However, his public career warrants a harsher judgment, and it is worth bidding farewell to the kind of aggressive, militarized foreign policy he championed, too. McCain was an unlikely leader of the Senate’s pro-war caucus. He suffered in the Vietnam War, which was both mistakenly and incompetently waged. He presciently opposed President Ronald Reagan’s disastrous intervention in the Lebanese civil war, was sometimes skeptical of U.S. involvement in the Balkans, criticized turning Somalia into an exercise in nation building, and denounced the Clinton administration’s plans to invade Haiti. These positions suggested a focus on both America’s interests and its capabilities. 

However, in his last few decades in the Senate, he turned into one of its most ferocious advocates of military intervention, almost irrespective of circumstance. McCain favored aggressive war against Serbia, an endless crusade to bring democracy to Afghanistan, the disastrous invasion of Iraq, the equally counterproductive destruction of Libya, a combat role in Syria’s horrific civil war, and military aid for Saudi Arabia in its brutal aggression against Yemen. 

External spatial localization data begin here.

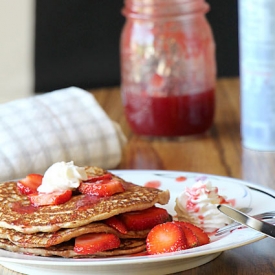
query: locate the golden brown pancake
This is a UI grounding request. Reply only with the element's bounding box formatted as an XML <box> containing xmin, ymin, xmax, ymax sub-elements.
<box><xmin>0</xmin><ymin>223</ymin><xmax>150</xmax><ymax>248</ymax></box>
<box><xmin>0</xmin><ymin>166</ymin><xmax>170</xmax><ymax>257</ymax></box>
<box><xmin>0</xmin><ymin>238</ymin><xmax>146</xmax><ymax>258</ymax></box>
<box><xmin>0</xmin><ymin>167</ymin><xmax>170</xmax><ymax>234</ymax></box>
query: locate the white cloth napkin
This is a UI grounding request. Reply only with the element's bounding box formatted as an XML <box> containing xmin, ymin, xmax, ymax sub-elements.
<box><xmin>0</xmin><ymin>87</ymin><xmax>126</xmax><ymax>181</ymax></box>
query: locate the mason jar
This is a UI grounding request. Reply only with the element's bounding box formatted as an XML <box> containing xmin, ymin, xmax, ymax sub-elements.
<box><xmin>120</xmin><ymin>0</ymin><xmax>216</xmax><ymax>138</ymax></box>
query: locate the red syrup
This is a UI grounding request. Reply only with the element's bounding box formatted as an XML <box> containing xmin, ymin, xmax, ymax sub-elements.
<box><xmin>75</xmin><ymin>194</ymin><xmax>103</xmax><ymax>211</ymax></box>
<box><xmin>123</xmin><ymin>88</ymin><xmax>215</xmax><ymax>137</ymax></box>
<box><xmin>11</xmin><ymin>202</ymin><xmax>38</xmax><ymax>215</ymax></box>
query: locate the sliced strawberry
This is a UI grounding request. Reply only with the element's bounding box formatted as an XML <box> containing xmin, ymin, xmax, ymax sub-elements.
<box><xmin>179</xmin><ymin>221</ymin><xmax>210</xmax><ymax>246</ymax></box>
<box><xmin>78</xmin><ymin>178</ymin><xmax>125</xmax><ymax>197</ymax></box>
<box><xmin>173</xmin><ymin>221</ymin><xmax>198</xmax><ymax>248</ymax></box>
<box><xmin>104</xmin><ymin>216</ymin><xmax>128</xmax><ymax>234</ymax></box>
<box><xmin>74</xmin><ymin>233</ymin><xmax>120</xmax><ymax>255</ymax></box>
<box><xmin>85</xmin><ymin>173</ymin><xmax>113</xmax><ymax>183</ymax></box>
<box><xmin>120</xmin><ymin>206</ymin><xmax>170</xmax><ymax>231</ymax></box>
<box><xmin>27</xmin><ymin>173</ymin><xmax>43</xmax><ymax>185</ymax></box>
<box><xmin>28</xmin><ymin>190</ymin><xmax>72</xmax><ymax>206</ymax></box>
<box><xmin>146</xmin><ymin>222</ymin><xmax>187</xmax><ymax>255</ymax></box>
<box><xmin>17</xmin><ymin>173</ymin><xmax>43</xmax><ymax>195</ymax></box>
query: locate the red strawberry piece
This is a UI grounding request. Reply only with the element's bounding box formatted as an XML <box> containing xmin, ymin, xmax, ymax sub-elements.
<box><xmin>74</xmin><ymin>233</ymin><xmax>120</xmax><ymax>255</ymax></box>
<box><xmin>85</xmin><ymin>173</ymin><xmax>113</xmax><ymax>183</ymax></box>
<box><xmin>173</xmin><ymin>221</ymin><xmax>198</xmax><ymax>248</ymax></box>
<box><xmin>17</xmin><ymin>173</ymin><xmax>43</xmax><ymax>195</ymax></box>
<box><xmin>120</xmin><ymin>206</ymin><xmax>170</xmax><ymax>231</ymax></box>
<box><xmin>146</xmin><ymin>222</ymin><xmax>188</xmax><ymax>255</ymax></box>
<box><xmin>78</xmin><ymin>178</ymin><xmax>125</xmax><ymax>197</ymax></box>
<box><xmin>179</xmin><ymin>221</ymin><xmax>210</xmax><ymax>246</ymax></box>
<box><xmin>104</xmin><ymin>216</ymin><xmax>128</xmax><ymax>234</ymax></box>
<box><xmin>28</xmin><ymin>190</ymin><xmax>72</xmax><ymax>206</ymax></box>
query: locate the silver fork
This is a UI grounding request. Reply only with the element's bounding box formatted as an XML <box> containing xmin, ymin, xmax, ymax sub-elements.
<box><xmin>215</xmin><ymin>210</ymin><xmax>275</xmax><ymax>236</ymax></box>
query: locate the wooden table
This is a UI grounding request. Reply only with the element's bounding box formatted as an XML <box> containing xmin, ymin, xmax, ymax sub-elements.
<box><xmin>3</xmin><ymin>77</ymin><xmax>275</xmax><ymax>274</ymax></box>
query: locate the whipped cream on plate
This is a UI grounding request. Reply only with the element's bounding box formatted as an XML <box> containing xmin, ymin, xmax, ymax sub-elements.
<box><xmin>37</xmin><ymin>161</ymin><xmax>87</xmax><ymax>193</ymax></box>
<box><xmin>175</xmin><ymin>179</ymin><xmax>233</xmax><ymax>233</ymax></box>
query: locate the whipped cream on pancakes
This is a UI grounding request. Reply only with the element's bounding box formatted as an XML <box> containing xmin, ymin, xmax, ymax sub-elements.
<box><xmin>175</xmin><ymin>179</ymin><xmax>233</xmax><ymax>233</ymax></box>
<box><xmin>38</xmin><ymin>161</ymin><xmax>87</xmax><ymax>193</ymax></box>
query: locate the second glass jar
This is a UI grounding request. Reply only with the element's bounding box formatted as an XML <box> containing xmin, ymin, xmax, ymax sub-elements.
<box><xmin>120</xmin><ymin>0</ymin><xmax>216</xmax><ymax>138</ymax></box>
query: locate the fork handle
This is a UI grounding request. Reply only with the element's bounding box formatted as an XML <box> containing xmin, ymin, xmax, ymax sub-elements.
<box><xmin>216</xmin><ymin>218</ymin><xmax>275</xmax><ymax>236</ymax></box>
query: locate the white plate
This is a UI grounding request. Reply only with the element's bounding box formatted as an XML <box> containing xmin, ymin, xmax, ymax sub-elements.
<box><xmin>1</xmin><ymin>170</ymin><xmax>275</xmax><ymax>275</ymax></box>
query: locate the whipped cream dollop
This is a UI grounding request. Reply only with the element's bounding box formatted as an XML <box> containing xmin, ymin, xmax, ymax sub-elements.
<box><xmin>175</xmin><ymin>179</ymin><xmax>233</xmax><ymax>233</ymax></box>
<box><xmin>37</xmin><ymin>161</ymin><xmax>87</xmax><ymax>193</ymax></box>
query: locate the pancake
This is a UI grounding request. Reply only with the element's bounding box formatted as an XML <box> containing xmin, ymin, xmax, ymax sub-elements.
<box><xmin>0</xmin><ymin>222</ymin><xmax>150</xmax><ymax>248</ymax></box>
<box><xmin>0</xmin><ymin>238</ymin><xmax>146</xmax><ymax>258</ymax></box>
<box><xmin>0</xmin><ymin>165</ymin><xmax>170</xmax><ymax>257</ymax></box>
<box><xmin>0</xmin><ymin>166</ymin><xmax>170</xmax><ymax>234</ymax></box>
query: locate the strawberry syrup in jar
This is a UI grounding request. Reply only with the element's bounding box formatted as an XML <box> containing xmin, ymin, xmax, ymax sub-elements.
<box><xmin>120</xmin><ymin>0</ymin><xmax>216</xmax><ymax>138</ymax></box>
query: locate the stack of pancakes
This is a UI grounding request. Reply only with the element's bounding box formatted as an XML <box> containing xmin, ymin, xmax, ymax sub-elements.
<box><xmin>0</xmin><ymin>167</ymin><xmax>170</xmax><ymax>257</ymax></box>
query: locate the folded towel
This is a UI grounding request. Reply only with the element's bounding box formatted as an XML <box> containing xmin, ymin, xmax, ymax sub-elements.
<box><xmin>0</xmin><ymin>87</ymin><xmax>126</xmax><ymax>181</ymax></box>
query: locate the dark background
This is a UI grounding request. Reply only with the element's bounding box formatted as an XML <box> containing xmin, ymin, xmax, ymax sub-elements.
<box><xmin>34</xmin><ymin>0</ymin><xmax>239</xmax><ymax>93</ymax></box>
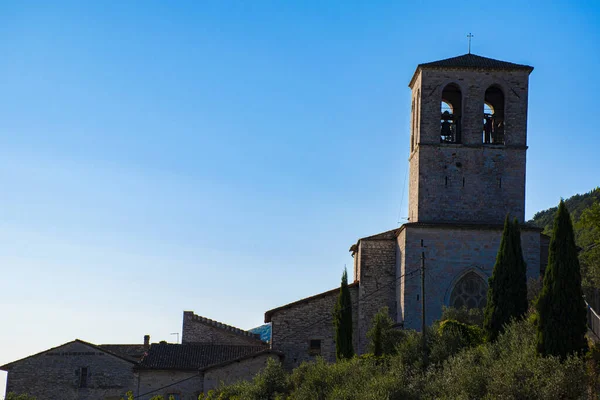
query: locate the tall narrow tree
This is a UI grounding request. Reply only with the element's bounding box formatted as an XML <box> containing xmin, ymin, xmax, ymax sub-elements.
<box><xmin>484</xmin><ymin>215</ymin><xmax>528</xmax><ymax>341</ymax></box>
<box><xmin>510</xmin><ymin>218</ymin><xmax>529</xmax><ymax>317</ymax></box>
<box><xmin>333</xmin><ymin>268</ymin><xmax>354</xmax><ymax>360</ymax></box>
<box><xmin>536</xmin><ymin>200</ymin><xmax>588</xmax><ymax>358</ymax></box>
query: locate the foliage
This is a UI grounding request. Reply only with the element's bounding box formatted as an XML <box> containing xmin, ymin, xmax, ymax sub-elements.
<box><xmin>120</xmin><ymin>391</ymin><xmax>175</xmax><ymax>400</ymax></box>
<box><xmin>527</xmin><ymin>276</ymin><xmax>542</xmax><ymax>305</ymax></box>
<box><xmin>427</xmin><ymin>317</ymin><xmax>588</xmax><ymax>400</ymax></box>
<box><xmin>200</xmin><ymin>358</ymin><xmax>288</xmax><ymax>400</ymax></box>
<box><xmin>530</xmin><ymin>187</ymin><xmax>600</xmax><ymax>294</ymax></box>
<box><xmin>207</xmin><ymin>317</ymin><xmax>590</xmax><ymax>400</ymax></box>
<box><xmin>440</xmin><ymin>306</ymin><xmax>483</xmax><ymax>327</ymax></box>
<box><xmin>484</xmin><ymin>216</ymin><xmax>528</xmax><ymax>342</ymax></box>
<box><xmin>366</xmin><ymin>306</ymin><xmax>404</xmax><ymax>357</ymax></box>
<box><xmin>530</xmin><ymin>187</ymin><xmax>600</xmax><ymax>235</ymax></box>
<box><xmin>333</xmin><ymin>268</ymin><xmax>354</xmax><ymax>360</ymax></box>
<box><xmin>577</xmin><ymin>201</ymin><xmax>600</xmax><ymax>289</ymax></box>
<box><xmin>4</xmin><ymin>394</ymin><xmax>37</xmax><ymax>400</ymax></box>
<box><xmin>536</xmin><ymin>200</ymin><xmax>588</xmax><ymax>358</ymax></box>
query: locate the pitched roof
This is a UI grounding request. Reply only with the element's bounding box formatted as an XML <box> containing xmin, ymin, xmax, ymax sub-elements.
<box><xmin>200</xmin><ymin>349</ymin><xmax>284</xmax><ymax>372</ymax></box>
<box><xmin>99</xmin><ymin>344</ymin><xmax>147</xmax><ymax>362</ymax></box>
<box><xmin>264</xmin><ymin>282</ymin><xmax>359</xmax><ymax>323</ymax></box>
<box><xmin>419</xmin><ymin>53</ymin><xmax>533</xmax><ymax>70</ymax></box>
<box><xmin>0</xmin><ymin>339</ymin><xmax>138</xmax><ymax>371</ymax></box>
<box><xmin>136</xmin><ymin>343</ymin><xmax>268</xmax><ymax>371</ymax></box>
<box><xmin>184</xmin><ymin>311</ymin><xmax>263</xmax><ymax>342</ymax></box>
<box><xmin>409</xmin><ymin>53</ymin><xmax>533</xmax><ymax>87</ymax></box>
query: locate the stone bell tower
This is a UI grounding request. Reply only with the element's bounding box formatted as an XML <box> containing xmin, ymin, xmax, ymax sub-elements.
<box><xmin>407</xmin><ymin>53</ymin><xmax>534</xmax><ymax>224</ymax></box>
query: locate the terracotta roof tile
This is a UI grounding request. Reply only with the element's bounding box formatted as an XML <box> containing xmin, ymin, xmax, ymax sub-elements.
<box><xmin>99</xmin><ymin>344</ymin><xmax>147</xmax><ymax>362</ymax></box>
<box><xmin>137</xmin><ymin>343</ymin><xmax>268</xmax><ymax>371</ymax></box>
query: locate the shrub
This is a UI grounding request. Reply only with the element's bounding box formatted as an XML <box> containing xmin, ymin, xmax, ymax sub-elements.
<box><xmin>440</xmin><ymin>306</ymin><xmax>484</xmax><ymax>327</ymax></box>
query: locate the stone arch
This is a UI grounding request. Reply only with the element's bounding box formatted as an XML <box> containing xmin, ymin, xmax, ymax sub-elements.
<box><xmin>440</xmin><ymin>83</ymin><xmax>462</xmax><ymax>143</ymax></box>
<box><xmin>446</xmin><ymin>269</ymin><xmax>489</xmax><ymax>309</ymax></box>
<box><xmin>483</xmin><ymin>85</ymin><xmax>505</xmax><ymax>144</ymax></box>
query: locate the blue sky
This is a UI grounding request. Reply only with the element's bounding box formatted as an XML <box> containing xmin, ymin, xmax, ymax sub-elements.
<box><xmin>1</xmin><ymin>0</ymin><xmax>599</xmax><ymax>396</ymax></box>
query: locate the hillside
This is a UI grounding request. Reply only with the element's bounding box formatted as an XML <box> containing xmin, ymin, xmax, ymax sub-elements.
<box><xmin>529</xmin><ymin>187</ymin><xmax>600</xmax><ymax>234</ymax></box>
<box><xmin>529</xmin><ymin>187</ymin><xmax>600</xmax><ymax>297</ymax></box>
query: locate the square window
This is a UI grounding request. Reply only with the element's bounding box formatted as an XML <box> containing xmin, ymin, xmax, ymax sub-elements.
<box><xmin>308</xmin><ymin>339</ymin><xmax>321</xmax><ymax>355</ymax></box>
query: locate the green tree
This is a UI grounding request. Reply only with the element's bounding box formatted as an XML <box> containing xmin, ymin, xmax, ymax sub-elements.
<box><xmin>536</xmin><ymin>200</ymin><xmax>588</xmax><ymax>358</ymax></box>
<box><xmin>367</xmin><ymin>306</ymin><xmax>403</xmax><ymax>356</ymax></box>
<box><xmin>484</xmin><ymin>215</ymin><xmax>528</xmax><ymax>341</ymax></box>
<box><xmin>577</xmin><ymin>201</ymin><xmax>600</xmax><ymax>289</ymax></box>
<box><xmin>510</xmin><ymin>218</ymin><xmax>529</xmax><ymax>315</ymax></box>
<box><xmin>333</xmin><ymin>268</ymin><xmax>354</xmax><ymax>360</ymax></box>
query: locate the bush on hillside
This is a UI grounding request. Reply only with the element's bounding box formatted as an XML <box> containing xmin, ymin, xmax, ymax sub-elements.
<box><xmin>439</xmin><ymin>306</ymin><xmax>484</xmax><ymax>327</ymax></box>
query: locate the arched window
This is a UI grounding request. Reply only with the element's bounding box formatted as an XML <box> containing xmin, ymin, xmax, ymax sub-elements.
<box><xmin>449</xmin><ymin>272</ymin><xmax>487</xmax><ymax>309</ymax></box>
<box><xmin>483</xmin><ymin>86</ymin><xmax>505</xmax><ymax>144</ymax></box>
<box><xmin>440</xmin><ymin>84</ymin><xmax>462</xmax><ymax>143</ymax></box>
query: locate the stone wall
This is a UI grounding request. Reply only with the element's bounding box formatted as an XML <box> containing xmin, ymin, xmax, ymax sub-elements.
<box><xmin>415</xmin><ymin>145</ymin><xmax>526</xmax><ymax>224</ymax></box>
<box><xmin>408</xmin><ymin>67</ymin><xmax>531</xmax><ymax>225</ymax></box>
<box><xmin>355</xmin><ymin>234</ymin><xmax>397</xmax><ymax>354</ymax></box>
<box><xmin>269</xmin><ymin>286</ymin><xmax>359</xmax><ymax>370</ymax></box>
<box><xmin>399</xmin><ymin>225</ymin><xmax>541</xmax><ymax>330</ymax></box>
<box><xmin>203</xmin><ymin>353</ymin><xmax>281</xmax><ymax>392</ymax></box>
<box><xmin>182</xmin><ymin>311</ymin><xmax>263</xmax><ymax>345</ymax></box>
<box><xmin>4</xmin><ymin>341</ymin><xmax>135</xmax><ymax>400</ymax></box>
<box><xmin>136</xmin><ymin>370</ymin><xmax>203</xmax><ymax>400</ymax></box>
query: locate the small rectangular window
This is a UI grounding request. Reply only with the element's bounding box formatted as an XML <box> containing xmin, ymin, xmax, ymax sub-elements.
<box><xmin>79</xmin><ymin>367</ymin><xmax>88</xmax><ymax>388</ymax></box>
<box><xmin>309</xmin><ymin>339</ymin><xmax>321</xmax><ymax>355</ymax></box>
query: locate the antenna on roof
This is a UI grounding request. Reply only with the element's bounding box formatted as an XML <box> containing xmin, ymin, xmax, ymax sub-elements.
<box><xmin>467</xmin><ymin>33</ymin><xmax>474</xmax><ymax>54</ymax></box>
<box><xmin>170</xmin><ymin>332</ymin><xmax>179</xmax><ymax>344</ymax></box>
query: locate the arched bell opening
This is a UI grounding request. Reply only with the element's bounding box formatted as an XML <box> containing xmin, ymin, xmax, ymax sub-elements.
<box><xmin>483</xmin><ymin>85</ymin><xmax>505</xmax><ymax>144</ymax></box>
<box><xmin>440</xmin><ymin>84</ymin><xmax>462</xmax><ymax>144</ymax></box>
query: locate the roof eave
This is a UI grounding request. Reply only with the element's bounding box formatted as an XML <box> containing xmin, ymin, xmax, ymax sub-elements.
<box><xmin>264</xmin><ymin>282</ymin><xmax>359</xmax><ymax>323</ymax></box>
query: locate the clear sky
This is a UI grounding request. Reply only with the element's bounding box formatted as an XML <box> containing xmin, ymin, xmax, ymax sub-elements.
<box><xmin>1</xmin><ymin>0</ymin><xmax>599</xmax><ymax>396</ymax></box>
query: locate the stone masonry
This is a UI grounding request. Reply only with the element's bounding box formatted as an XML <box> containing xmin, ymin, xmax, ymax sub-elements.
<box><xmin>408</xmin><ymin>63</ymin><xmax>532</xmax><ymax>224</ymax></box>
<box><xmin>352</xmin><ymin>230</ymin><xmax>398</xmax><ymax>354</ymax></box>
<box><xmin>182</xmin><ymin>311</ymin><xmax>263</xmax><ymax>345</ymax></box>
<box><xmin>3</xmin><ymin>340</ymin><xmax>136</xmax><ymax>400</ymax></box>
<box><xmin>266</xmin><ymin>285</ymin><xmax>359</xmax><ymax>369</ymax></box>
<box><xmin>399</xmin><ymin>223</ymin><xmax>541</xmax><ymax>329</ymax></box>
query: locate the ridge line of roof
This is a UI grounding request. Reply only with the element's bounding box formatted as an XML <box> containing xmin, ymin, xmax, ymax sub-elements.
<box><xmin>0</xmin><ymin>339</ymin><xmax>138</xmax><ymax>370</ymax></box>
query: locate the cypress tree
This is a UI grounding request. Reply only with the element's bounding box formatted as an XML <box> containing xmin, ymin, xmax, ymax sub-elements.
<box><xmin>510</xmin><ymin>218</ymin><xmax>529</xmax><ymax>317</ymax></box>
<box><xmin>484</xmin><ymin>215</ymin><xmax>528</xmax><ymax>341</ymax></box>
<box><xmin>333</xmin><ymin>268</ymin><xmax>354</xmax><ymax>360</ymax></box>
<box><xmin>536</xmin><ymin>200</ymin><xmax>588</xmax><ymax>358</ymax></box>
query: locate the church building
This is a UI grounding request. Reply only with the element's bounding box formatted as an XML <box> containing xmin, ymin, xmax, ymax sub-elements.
<box><xmin>265</xmin><ymin>53</ymin><xmax>548</xmax><ymax>368</ymax></box>
<box><xmin>1</xmin><ymin>53</ymin><xmax>549</xmax><ymax>398</ymax></box>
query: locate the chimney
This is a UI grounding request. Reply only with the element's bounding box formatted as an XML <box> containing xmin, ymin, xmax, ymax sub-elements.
<box><xmin>144</xmin><ymin>335</ymin><xmax>150</xmax><ymax>349</ymax></box>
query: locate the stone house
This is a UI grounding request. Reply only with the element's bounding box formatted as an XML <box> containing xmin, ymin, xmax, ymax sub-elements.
<box><xmin>1</xmin><ymin>311</ymin><xmax>279</xmax><ymax>400</ymax></box>
<box><xmin>0</xmin><ymin>339</ymin><xmax>141</xmax><ymax>400</ymax></box>
<box><xmin>266</xmin><ymin>53</ymin><xmax>549</xmax><ymax>366</ymax></box>
<box><xmin>135</xmin><ymin>343</ymin><xmax>281</xmax><ymax>399</ymax></box>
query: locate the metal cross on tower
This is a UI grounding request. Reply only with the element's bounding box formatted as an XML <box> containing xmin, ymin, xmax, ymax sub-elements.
<box><xmin>467</xmin><ymin>33</ymin><xmax>474</xmax><ymax>54</ymax></box>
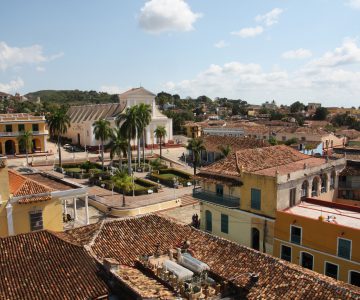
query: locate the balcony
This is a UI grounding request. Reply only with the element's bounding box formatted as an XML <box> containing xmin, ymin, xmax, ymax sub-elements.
<box><xmin>0</xmin><ymin>130</ymin><xmax>48</xmax><ymax>137</ymax></box>
<box><xmin>193</xmin><ymin>187</ymin><xmax>240</xmax><ymax>208</ymax></box>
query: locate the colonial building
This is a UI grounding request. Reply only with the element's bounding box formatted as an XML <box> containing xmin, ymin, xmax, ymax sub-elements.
<box><xmin>274</xmin><ymin>198</ymin><xmax>360</xmax><ymax>286</ymax></box>
<box><xmin>0</xmin><ymin>113</ymin><xmax>48</xmax><ymax>155</ymax></box>
<box><xmin>0</xmin><ymin>214</ymin><xmax>359</xmax><ymax>299</ymax></box>
<box><xmin>0</xmin><ymin>156</ymin><xmax>89</xmax><ymax>237</ymax></box>
<box><xmin>65</xmin><ymin>87</ymin><xmax>173</xmax><ymax>147</ymax></box>
<box><xmin>193</xmin><ymin>145</ymin><xmax>345</xmax><ymax>255</ymax></box>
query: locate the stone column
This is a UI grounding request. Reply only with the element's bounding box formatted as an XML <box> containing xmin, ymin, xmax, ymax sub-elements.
<box><xmin>84</xmin><ymin>194</ymin><xmax>89</xmax><ymax>225</ymax></box>
<box><xmin>15</xmin><ymin>142</ymin><xmax>19</xmax><ymax>154</ymax></box>
<box><xmin>6</xmin><ymin>203</ymin><xmax>15</xmax><ymax>236</ymax></box>
<box><xmin>146</xmin><ymin>127</ymin><xmax>151</xmax><ymax>146</ymax></box>
<box><xmin>73</xmin><ymin>197</ymin><xmax>77</xmax><ymax>221</ymax></box>
<box><xmin>64</xmin><ymin>199</ymin><xmax>68</xmax><ymax>216</ymax></box>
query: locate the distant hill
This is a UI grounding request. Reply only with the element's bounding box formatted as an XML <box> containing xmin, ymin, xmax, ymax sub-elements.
<box><xmin>25</xmin><ymin>90</ymin><xmax>119</xmax><ymax>106</ymax></box>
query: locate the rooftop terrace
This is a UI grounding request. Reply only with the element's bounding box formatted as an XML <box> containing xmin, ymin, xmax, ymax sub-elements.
<box><xmin>284</xmin><ymin>198</ymin><xmax>360</xmax><ymax>229</ymax></box>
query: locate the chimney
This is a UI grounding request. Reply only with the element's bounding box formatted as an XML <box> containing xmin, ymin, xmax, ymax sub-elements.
<box><xmin>0</xmin><ymin>156</ymin><xmax>9</xmax><ymax>202</ymax></box>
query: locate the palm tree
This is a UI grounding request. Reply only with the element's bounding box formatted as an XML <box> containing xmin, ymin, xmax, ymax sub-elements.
<box><xmin>116</xmin><ymin>106</ymin><xmax>139</xmax><ymax>175</ymax></box>
<box><xmin>17</xmin><ymin>130</ymin><xmax>33</xmax><ymax>166</ymax></box>
<box><xmin>111</xmin><ymin>169</ymin><xmax>134</xmax><ymax>207</ymax></box>
<box><xmin>106</xmin><ymin>128</ymin><xmax>128</xmax><ymax>171</ymax></box>
<box><xmin>46</xmin><ymin>107</ymin><xmax>70</xmax><ymax>168</ymax></box>
<box><xmin>218</xmin><ymin>144</ymin><xmax>231</xmax><ymax>158</ymax></box>
<box><xmin>136</xmin><ymin>103</ymin><xmax>152</xmax><ymax>167</ymax></box>
<box><xmin>93</xmin><ymin>119</ymin><xmax>112</xmax><ymax>170</ymax></box>
<box><xmin>186</xmin><ymin>138</ymin><xmax>205</xmax><ymax>175</ymax></box>
<box><xmin>154</xmin><ymin>125</ymin><xmax>167</xmax><ymax>158</ymax></box>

He recklessly promoted Georgia against Russia in those two countries’ short-lived war, advocated striking North Korea militarily, and sang about bombing Iran in a little ditty set to the Beach Boys’ “Barbara Ann.” He proposed creating a no-fly zone in Sudan and intervening in Nigeria against the Islamist terrorist group Boko Haram. Last year, he urged the Trump administration to “choose the Kurds” over Iran and Iraq, since for decades the United States “has protected them from attacks, both from within and outside Iraq.” Ukraine was a disappointment, causing him to lament: “I do not see a military option, and that is tragic.”

In other words, he tended to treat war as just another policy option, an answer to any number of problems, from the mundane to the monstrous, even when U.S. security was not seriously threatened. In most of the conflicts in which he favored involvement, U.S. intervention worsened the resulting humanitarian tragedy.